I could still like how creepy and disturbing Jarratt was, but there seemed to be something missing. He hit some good levels of being a deranged killer, but somehow fell short of reaching the ultimate prize. He should’ve been a lot more fun to watch, as he’s really the main draw, but only was for so long, until I seemed bored.

The main problem I have with this film, isn’t the graphic nature of the violence, but the screen time that the three other leads had was really off. I get the point was, and anyone would’ve, that people were going to die, but why did we spend so much time with just Magrath and Morassi? Magrath showed a lot of promise with her clever sneaking, but later ended up falling prey to some pretty ridiculous cliches. Apparently, as I learned, watching old camcorder footage is more important than escaping.

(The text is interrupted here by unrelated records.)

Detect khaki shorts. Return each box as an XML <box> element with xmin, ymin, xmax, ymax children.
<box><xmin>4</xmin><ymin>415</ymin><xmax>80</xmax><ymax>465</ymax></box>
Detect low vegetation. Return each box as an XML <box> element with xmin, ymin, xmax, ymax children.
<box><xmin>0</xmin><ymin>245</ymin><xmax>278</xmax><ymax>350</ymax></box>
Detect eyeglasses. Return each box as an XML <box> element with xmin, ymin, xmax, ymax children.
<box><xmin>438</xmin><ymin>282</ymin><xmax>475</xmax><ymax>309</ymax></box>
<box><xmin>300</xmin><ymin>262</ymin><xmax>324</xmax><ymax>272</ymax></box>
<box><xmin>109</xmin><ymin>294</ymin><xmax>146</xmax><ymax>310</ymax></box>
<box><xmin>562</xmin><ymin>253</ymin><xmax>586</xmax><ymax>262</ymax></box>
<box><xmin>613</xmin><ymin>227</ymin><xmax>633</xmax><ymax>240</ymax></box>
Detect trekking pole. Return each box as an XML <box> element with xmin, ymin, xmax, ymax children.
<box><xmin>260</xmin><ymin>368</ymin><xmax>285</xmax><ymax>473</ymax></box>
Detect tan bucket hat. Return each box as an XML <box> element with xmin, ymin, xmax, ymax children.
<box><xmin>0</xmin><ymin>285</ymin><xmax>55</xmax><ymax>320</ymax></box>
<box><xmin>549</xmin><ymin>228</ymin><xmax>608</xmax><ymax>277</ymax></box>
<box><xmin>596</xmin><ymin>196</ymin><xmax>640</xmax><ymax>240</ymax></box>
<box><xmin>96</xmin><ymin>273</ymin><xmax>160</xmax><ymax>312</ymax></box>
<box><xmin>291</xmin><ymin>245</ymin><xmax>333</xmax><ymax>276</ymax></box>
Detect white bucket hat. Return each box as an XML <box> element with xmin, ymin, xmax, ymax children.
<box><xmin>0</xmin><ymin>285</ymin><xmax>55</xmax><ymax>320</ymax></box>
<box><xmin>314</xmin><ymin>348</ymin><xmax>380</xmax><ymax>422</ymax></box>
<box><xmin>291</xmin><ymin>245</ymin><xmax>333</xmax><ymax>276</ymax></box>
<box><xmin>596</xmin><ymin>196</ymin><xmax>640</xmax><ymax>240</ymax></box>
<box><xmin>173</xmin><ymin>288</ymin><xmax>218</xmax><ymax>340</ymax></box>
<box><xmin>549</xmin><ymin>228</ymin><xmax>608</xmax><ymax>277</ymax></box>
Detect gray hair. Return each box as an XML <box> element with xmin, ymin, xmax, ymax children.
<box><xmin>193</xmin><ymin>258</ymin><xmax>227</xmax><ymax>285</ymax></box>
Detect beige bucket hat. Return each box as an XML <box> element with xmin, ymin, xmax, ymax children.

Then, after the well constructed beginning, and all the time with Magrath and Morassi, you realize there’s been no mention whatsoever of Phillips. For some reason, after the rest of the story has played out, he’s left alone, with enough time for escaping, and that’s it. He’s just a survivor somehow and then the film ends. I’m pretty sure he could’ve still come out okay, but not just randomly and at the end.

Some horror films of recent years, it appears can’t be all that fun when you watch them again. It’s sad, as with this case, the recollection of what made me like it can’t hold true any longer, and could possibly be the reason why. By remembering everything so well, I’ve kept myself in the know and nothing can surprise me then. Sadly, I’m now concerned about the state of my other favorite, “The Descent”. I hope it’s still gruesome and fun as I recall.